Bir başka konu, az önce ben söyledim, gerçi bu yine gündeme gelebilir ama... Şimdi bizim Türkiye Büyük Millet Meclisinde, idari teşkilat kadrolarında görevli personelimiz var. Bunların tamamı 24 Aralık 2017 tarihinde 696 sayılı KHK'de yer alan hükümle 4/C statüsünde geçici personel pozisyonundan "4/B sözleşmeli personel" olarak geçişleri yapıldı ve geçmiş hizmet sürelerinin kademe ve derecelerine yansıması noktasında hâlâ sorun yaşıyorlar bu arkadaşlarımız.

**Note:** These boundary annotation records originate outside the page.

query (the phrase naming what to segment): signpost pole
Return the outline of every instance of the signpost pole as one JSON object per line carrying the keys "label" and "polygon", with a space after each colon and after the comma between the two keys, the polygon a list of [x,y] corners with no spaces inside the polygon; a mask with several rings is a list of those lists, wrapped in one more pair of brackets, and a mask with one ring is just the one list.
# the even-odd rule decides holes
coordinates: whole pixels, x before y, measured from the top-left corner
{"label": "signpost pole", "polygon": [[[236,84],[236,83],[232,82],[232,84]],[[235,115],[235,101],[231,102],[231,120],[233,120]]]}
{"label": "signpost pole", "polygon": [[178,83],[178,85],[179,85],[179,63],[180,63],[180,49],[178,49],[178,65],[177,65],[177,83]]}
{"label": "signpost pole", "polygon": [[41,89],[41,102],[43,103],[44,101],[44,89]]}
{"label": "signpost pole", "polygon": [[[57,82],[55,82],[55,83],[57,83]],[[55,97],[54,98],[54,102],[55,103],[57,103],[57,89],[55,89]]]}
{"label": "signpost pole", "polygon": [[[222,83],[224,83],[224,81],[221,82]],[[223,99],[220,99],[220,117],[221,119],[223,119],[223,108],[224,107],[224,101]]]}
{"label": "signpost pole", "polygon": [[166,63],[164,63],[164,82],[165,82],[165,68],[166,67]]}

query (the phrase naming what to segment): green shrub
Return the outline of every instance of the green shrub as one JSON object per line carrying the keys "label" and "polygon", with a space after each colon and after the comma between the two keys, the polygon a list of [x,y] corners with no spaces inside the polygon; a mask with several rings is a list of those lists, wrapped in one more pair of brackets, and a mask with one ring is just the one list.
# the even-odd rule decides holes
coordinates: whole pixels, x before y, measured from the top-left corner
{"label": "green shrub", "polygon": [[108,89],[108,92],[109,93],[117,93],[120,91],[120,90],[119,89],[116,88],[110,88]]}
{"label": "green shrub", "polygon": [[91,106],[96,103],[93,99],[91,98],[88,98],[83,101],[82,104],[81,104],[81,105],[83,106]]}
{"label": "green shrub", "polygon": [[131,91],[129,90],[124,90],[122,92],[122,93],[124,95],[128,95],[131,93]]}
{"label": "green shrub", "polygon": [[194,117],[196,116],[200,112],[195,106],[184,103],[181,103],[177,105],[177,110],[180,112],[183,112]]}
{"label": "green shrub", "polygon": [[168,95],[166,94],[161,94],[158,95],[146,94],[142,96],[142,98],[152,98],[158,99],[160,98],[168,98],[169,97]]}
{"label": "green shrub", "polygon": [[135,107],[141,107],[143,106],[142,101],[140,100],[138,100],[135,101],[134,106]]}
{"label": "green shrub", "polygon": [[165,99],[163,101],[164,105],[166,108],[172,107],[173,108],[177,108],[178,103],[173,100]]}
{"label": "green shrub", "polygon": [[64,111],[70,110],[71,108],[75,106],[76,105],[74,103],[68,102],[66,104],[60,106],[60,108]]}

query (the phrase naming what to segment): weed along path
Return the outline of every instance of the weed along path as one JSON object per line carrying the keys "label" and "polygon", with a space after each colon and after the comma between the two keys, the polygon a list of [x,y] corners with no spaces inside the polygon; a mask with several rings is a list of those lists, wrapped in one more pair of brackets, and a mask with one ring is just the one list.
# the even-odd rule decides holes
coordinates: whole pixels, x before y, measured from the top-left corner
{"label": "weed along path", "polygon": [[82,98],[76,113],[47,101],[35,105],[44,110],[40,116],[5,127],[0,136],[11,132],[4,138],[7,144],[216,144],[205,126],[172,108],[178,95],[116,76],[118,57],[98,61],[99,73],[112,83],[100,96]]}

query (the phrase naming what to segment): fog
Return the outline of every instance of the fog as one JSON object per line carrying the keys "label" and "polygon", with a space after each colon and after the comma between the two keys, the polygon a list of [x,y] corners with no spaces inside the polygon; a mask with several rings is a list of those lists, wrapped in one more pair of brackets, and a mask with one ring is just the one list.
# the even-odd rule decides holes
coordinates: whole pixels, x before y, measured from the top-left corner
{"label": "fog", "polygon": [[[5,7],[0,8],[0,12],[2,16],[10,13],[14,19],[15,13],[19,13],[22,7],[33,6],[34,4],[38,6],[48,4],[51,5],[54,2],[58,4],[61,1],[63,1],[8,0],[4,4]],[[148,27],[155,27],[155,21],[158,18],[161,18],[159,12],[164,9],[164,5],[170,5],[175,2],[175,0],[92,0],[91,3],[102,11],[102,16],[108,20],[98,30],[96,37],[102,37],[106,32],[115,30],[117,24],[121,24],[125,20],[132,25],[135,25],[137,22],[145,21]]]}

Bu yaşadıkları sorun da şu: 657'nin 36'ncı maddesinin (c) bendindeki hükümlerinden kaynaklanıyor, Kanun'un bu maddesine göre, eğer çalışılan unvan teknik, sağlık, eğitim ve avukatlık hizmet sınıfına giriyorsa çalışılan süreler kademe ve dereceye yansımakta; eğer çalışılan unvan genel idari hizmetler veya yardımcı hizmetler sınıfına giriyorsa geçici personel olarak yaptıkları görev esnasında çalıştıkları süreler kademe ve dereceye yansımıyor. Bu nedenle kadroya geçtiklerinde de unvanına bağlı olarak bir kısım personelin geçmiş hizmet sürelerinin derece ve kademeye yansıması söz konusu olacakken bir kısmının da özellikle teknik kadroda değil de genel idari hizmetlerde ve yardımcı hizmetler sınıfında çalışanların, 4/C'ye geçmiş hizmetin, kademe ve dereceye yansımadığı gibi haksız bir durum ortaya çıkıyor; buna da dikkatinizi çekmek istedim.

Diğer maddelerde gene düşüncelerimizi ifade edeceğiz.

Teşekkür ediyorum. Sayın Başkan, sağ olun.